Thursday, March 5, 2009

Twenty: Order of the Crutched Friars

We've kind of had cabin fever the last few weeks. To remedy this Kim planned a weekend in Maastricht. Maastricht is down south on a spit of land between Germany and Belgium (you can walk to Belgium). It is the Netherland's oldest city (50 B.C.), and has a reputation for good food. However she didn't pick Maastricht because it was a destination in and of itself, but because she discovered Camille Oostwegel's Kruisherenhotel.

Strangely, I've developed a thing for old cathedrals (or in this case an old "cloister") despite all the bothersome religion. Something about the grandness, the quiet, the austerity. The history. The massive effort it took to build them - sometimes over several generations - seems so ambitious. Also I like high ceilings and dramatic lighting.

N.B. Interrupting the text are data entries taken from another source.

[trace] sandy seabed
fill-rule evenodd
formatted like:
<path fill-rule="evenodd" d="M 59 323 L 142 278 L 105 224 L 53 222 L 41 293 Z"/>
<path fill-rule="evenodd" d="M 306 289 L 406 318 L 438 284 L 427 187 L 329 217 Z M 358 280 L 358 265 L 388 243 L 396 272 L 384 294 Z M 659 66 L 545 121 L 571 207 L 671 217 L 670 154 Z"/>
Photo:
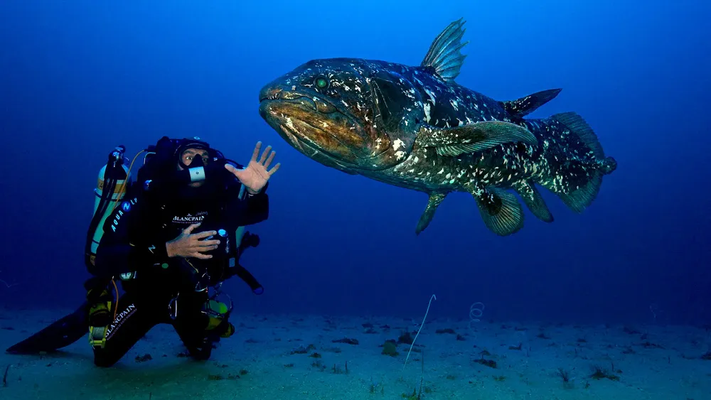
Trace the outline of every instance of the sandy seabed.
<path fill-rule="evenodd" d="M 71 310 L 4 311 L 4 348 Z M 234 315 L 208 361 L 159 325 L 111 368 L 85 337 L 0 355 L 0 399 L 711 399 L 711 327 Z M 392 346 L 396 355 L 383 354 Z M 567 382 L 562 375 L 567 375 Z M 414 397 L 410 397 L 415 391 Z"/>

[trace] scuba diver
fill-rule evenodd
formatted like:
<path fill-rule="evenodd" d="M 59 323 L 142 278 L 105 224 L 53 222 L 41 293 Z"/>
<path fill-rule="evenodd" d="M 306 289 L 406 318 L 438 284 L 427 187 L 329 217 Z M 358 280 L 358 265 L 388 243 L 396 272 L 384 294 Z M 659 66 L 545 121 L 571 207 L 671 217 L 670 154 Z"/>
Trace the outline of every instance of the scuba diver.
<path fill-rule="evenodd" d="M 222 283 L 237 275 L 255 294 L 264 290 L 239 264 L 244 250 L 259 244 L 245 228 L 267 219 L 266 190 L 280 166 L 268 169 L 275 153 L 267 146 L 260 157 L 260 150 L 258 142 L 243 167 L 199 138 L 164 136 L 127 168 L 125 148 L 116 148 L 95 190 L 85 249 L 87 301 L 6 351 L 51 352 L 88 332 L 95 364 L 109 367 L 154 326 L 169 323 L 192 357 L 209 358 L 214 343 L 235 332 L 231 300 L 218 300 Z"/>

Another favorite is nice hotels.

The Kruisherenhotel is both. It combines the grandeur of an old cathedral (build in 1520) with the awesomeness of a boutique hotel. Luckily I have no religious guilt (an ancient house of minimalist piety converted to a luxury hotel?) Actually the design is simple, so the juxtaposition works.

The first day we walked around Maastricht's city center which is pretty similar to others we've visited (Amsterdam, Antwerp, Essen, Lille) with historic buildings, tree-lined squares and cobblestone streets. We stopped in a few shops and ate a decent lunch, but soon realized that all we really wanted to do was explore our gorgeous and fascinating hotel. So we did. The lobby, the courtyard, the winebar, the hallways.

Athough Maastricht has several renowned restaurants, we decided to dine at the hotel. A local food review site - which has yet to steer us wrong - recommended it. Plus it's located on an elevated platform in the middle of the monastery's main hall. "A" for Ambiance.

I could go into minute detail about the meal we had, reviewing every one of the five courses, but it would probably bore. Besides, I couldn't possibly convey the gastronomic extravagance properly. Suffice to say we ate things we rarely eat (venison, tarbot, orange cake), the presentation was mega-gourmet, the flavors unparalleled. Really. It blew our previous Paris meals away. We ate for over two and a half hours. We became professional foodies along the way. "The flavors are so... balanced! No one flavor overpowers... it's so simple yet so...not!" And other such geek attempts to explain how food could be this good.

The next day we drove out to Chateau Neercanne, one of several owned and operated by Camille Oostwegel. The drive was short but interesting. You can see how old cities like this developed long before the automobile. The city center quickly transitions to suburban neighborhoods interspersed with still-active farm plots. Then just as quickly you're in full-on European countryside. On horseback (or by bike) Chateau Neercanne is no more than 20 minutes from town.

One of the coolest things about Neercanne is the marl caves, carved out when the hills were mined for building materials. They stay cool and so are used as a wine cellar and general cold storage. You can take your aperitif there but it's a bit dank so we opted for mimosas (so gauche, we had to explain how they were made!) in the dining room.


Lunch was similar to the previous night's dinner both in presentation and in excellentness (four-plus courses of such things as lobster, duck, sweetbreads, salmon tartar, and chorizo foam). However the dining room was much more traditional. They had an ever-so-perfect Maitre'd. There was a pianist. Crystal chandeliers and excessively ornate drapery. Kim and I, in our "urban" outfits, felt a wee bit like Billy Ray Valentine at the Heritage Club. We created alter egos that would explain how us fish had landed so far from our water. After rifling though rock star, songwriter ("I co-wrote Lady Gaga's Pokerface!") and talent agent, Kim landed on "I was a child genius working as a programmer for Microsoft in the early nineties. I got in on stock options on the ground floor." Feeling lazy from all the pampering, the thought of making my own (imaginary) fortune seemed exhausting. I decided to be an Heiress.

After our ridiculous lunch we headed out of picturesque Maastrict and back to... well, also picturesque Amsterdam. We vowed to return in warmer weather, spurred by visions of country bicycle rides, chateau lunches and cocktail hours among spring's blooming gardens.